Machine learning the concept that, once data is introduced to a computer, it can make decisions based on the input, has grown by leaps and bounds in the past few years. Machine learning enables predictions based on large quantities of data. The more data, the better the predictions. Add in AI and robotic automation, and the future of business looks very interesting.

AI and Machine Learning
While machine learning and AI are often conflated, they are two different concepts. It’s not quite the same. AI is meant to simulate intelligent thought, while machine learning is more about using data for prediction. AI like IBM’s Watson can use machine learning for analyzing big data and sharing its insight across a company, utilizing then-unheard of amounts of data to draw conclusions.
“The data that is used in these algorithms can include everything from customer spreadsheets, past buyer information, murder rates, loaner information, census information, survey information, diabetes rates, website visiting rates and much more,” according to the University of California, Riverside. “Machine learning can not only reveal trends about this information, but can also give insight toward predicting things about future behavior, such as who is likely to pay back their loans or what customer base a specific marketing campaign should target.”
Here’s a relatable example: You are searching for something to watch on Netflix. There’s a “recommended for you” section based on previous movies and shows you have watch. Algorithms have used the data — what you have watched — to predict other movies and show you might be interested in watching.
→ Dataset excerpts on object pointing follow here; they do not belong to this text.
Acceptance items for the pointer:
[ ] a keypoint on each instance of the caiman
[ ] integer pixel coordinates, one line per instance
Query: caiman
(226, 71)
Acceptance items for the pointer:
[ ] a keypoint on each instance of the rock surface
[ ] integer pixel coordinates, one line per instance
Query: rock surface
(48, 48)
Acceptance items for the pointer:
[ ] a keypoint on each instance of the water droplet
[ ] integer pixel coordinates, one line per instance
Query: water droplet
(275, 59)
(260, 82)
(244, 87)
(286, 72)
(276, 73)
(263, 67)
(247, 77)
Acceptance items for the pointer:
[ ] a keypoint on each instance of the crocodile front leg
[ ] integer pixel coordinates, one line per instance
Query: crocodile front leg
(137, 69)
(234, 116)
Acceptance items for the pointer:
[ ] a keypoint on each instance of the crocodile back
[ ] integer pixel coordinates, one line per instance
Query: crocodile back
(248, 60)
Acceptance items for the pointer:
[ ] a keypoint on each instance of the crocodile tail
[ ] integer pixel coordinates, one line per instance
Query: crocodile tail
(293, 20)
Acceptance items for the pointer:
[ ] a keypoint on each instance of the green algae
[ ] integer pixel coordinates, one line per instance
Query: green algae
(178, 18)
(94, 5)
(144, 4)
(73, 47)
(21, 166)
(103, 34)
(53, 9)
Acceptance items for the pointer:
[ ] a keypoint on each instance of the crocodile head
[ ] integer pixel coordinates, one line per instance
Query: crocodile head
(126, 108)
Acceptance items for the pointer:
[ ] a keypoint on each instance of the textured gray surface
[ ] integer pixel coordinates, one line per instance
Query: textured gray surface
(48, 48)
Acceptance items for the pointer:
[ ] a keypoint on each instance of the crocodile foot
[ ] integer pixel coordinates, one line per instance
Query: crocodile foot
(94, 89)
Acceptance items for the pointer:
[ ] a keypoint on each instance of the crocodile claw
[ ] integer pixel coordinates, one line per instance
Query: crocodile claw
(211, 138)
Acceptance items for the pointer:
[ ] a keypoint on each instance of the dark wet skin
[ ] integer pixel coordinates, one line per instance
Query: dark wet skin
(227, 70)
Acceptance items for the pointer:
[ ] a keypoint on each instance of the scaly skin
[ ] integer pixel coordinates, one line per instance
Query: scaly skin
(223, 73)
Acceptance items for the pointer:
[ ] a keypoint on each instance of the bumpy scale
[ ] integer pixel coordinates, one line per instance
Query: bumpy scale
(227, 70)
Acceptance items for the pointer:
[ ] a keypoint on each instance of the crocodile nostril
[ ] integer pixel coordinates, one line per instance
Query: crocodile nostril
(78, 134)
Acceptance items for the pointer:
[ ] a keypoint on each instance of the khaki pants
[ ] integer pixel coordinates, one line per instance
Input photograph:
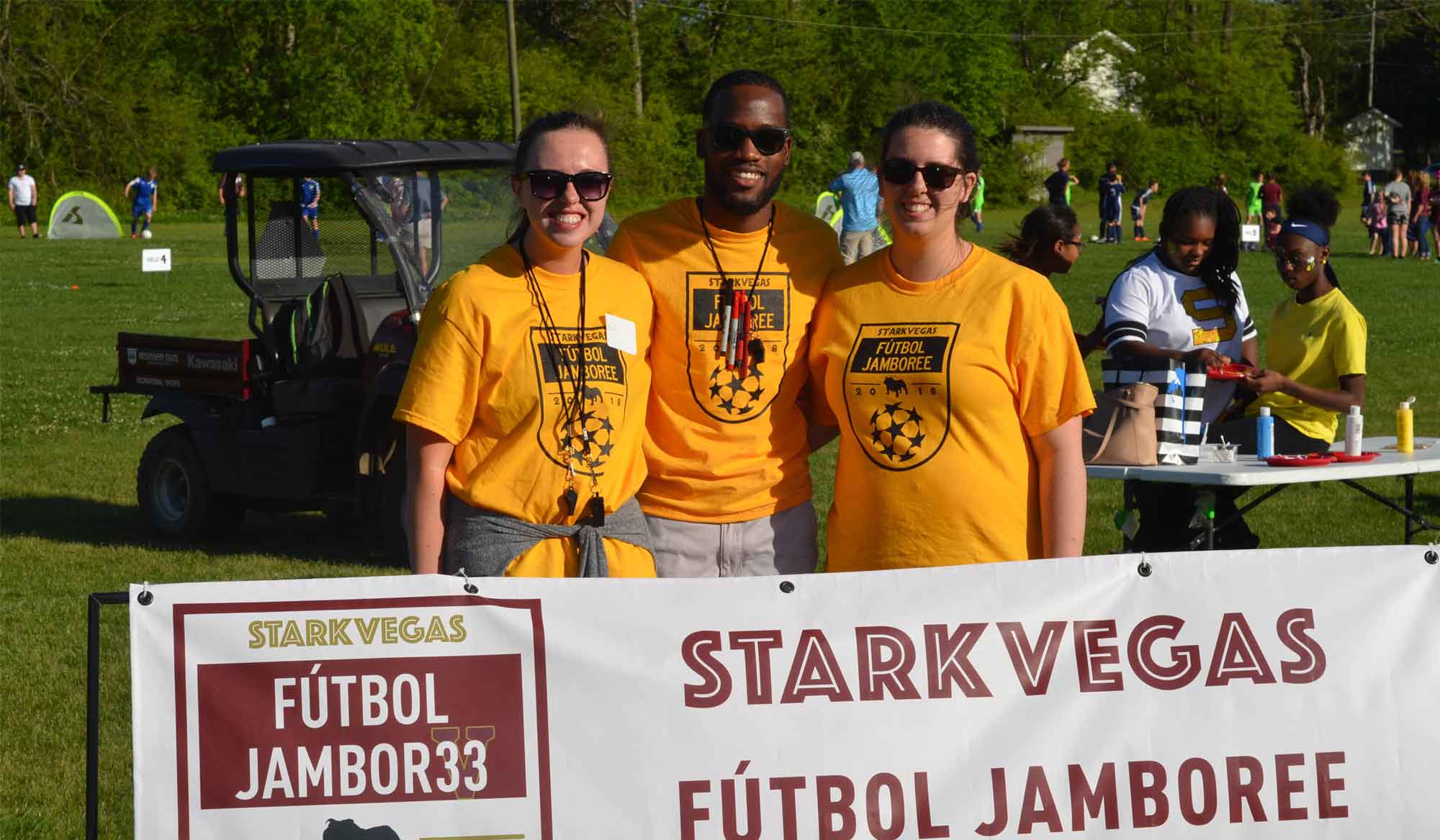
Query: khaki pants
(777, 544)
(856, 245)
Natural Language Processing
Another major application that is still evolving is speech recognition, and natural language processing in particular. Think of one of your smart home devices, such as Amazon’s Alexa or a Google Home. Machine learning can learn how you phrase a particular request, parse the idea into one of its normal commands, and execute the command. By the same token, automated systems are using NLP to help route callers to the correct department and customer service representative. For example, calling an insurance company will pose an automated prompt of which kind of insurance you are seeking and route your call accordingly.
AI and machine learning in tandem are also changing the face of marketing. In the search engine optimization world, there are tools using NLP to create stories that read as if a real person wrote them, rather than being computer-generated, all aimed at ranking higher on Google. Even news agencies such as the Associated Press use NLP tools to create articles quickly, such as business earnings reports and localized election coverage.
Robotic Process Automation.


RPA is a technology where software robots, like Watson, perform routine and repetitive tasks normally done by humans.
Because it’s a robot, it doesn’t have to take breaks or go home at 5 p.m. It can be extremely efficient, but complex tasks may be out of its purview. For example, it can provide lesser IT support but may not be able to solve a complicated problem and elevate to a human IT specialist. A global company might have multiple large offices but a small IT department. These lesser problems can be filtered out, saving time and money on having to have a large IT team.
The same system can be used to update user preferences or obtain billing data. It can be done as a chatbot on the company’s website, with a database of questions and answers to pull from.
RPA can even standing in for parts of an HR department, partly automating the hiring and firing process while also managing payroll. It can filter out resumes lacking certain keywords, and when a decision is made, automatically fill out and file paperwork. There are additional benefits, such as promoting anti-discriminatory hiring practices, taking much of the human bias out of the hiring process.
Combine these concepts, and we can see the technology is evolving quickly. Putting them together creates an exciting future outlook. Imagine a future where AI algorithms can predict the outcomes of CRISPR-Cas9 gene editing, carry out the gene edits, and perform other minor surgery without humans needed for anything more than oversight. The AI analyzes the data, uses tools, and does the surgery. There have already been more than 3 million robot-assisted surgeries in the past two decades.
AI, machine learning, and robotic process automation are all current but evolving technologies. They are shaping how businesses will operate in the future, and hold promise to improve a company’s efficiency in anything from HR to marketing, data analysis to customer service.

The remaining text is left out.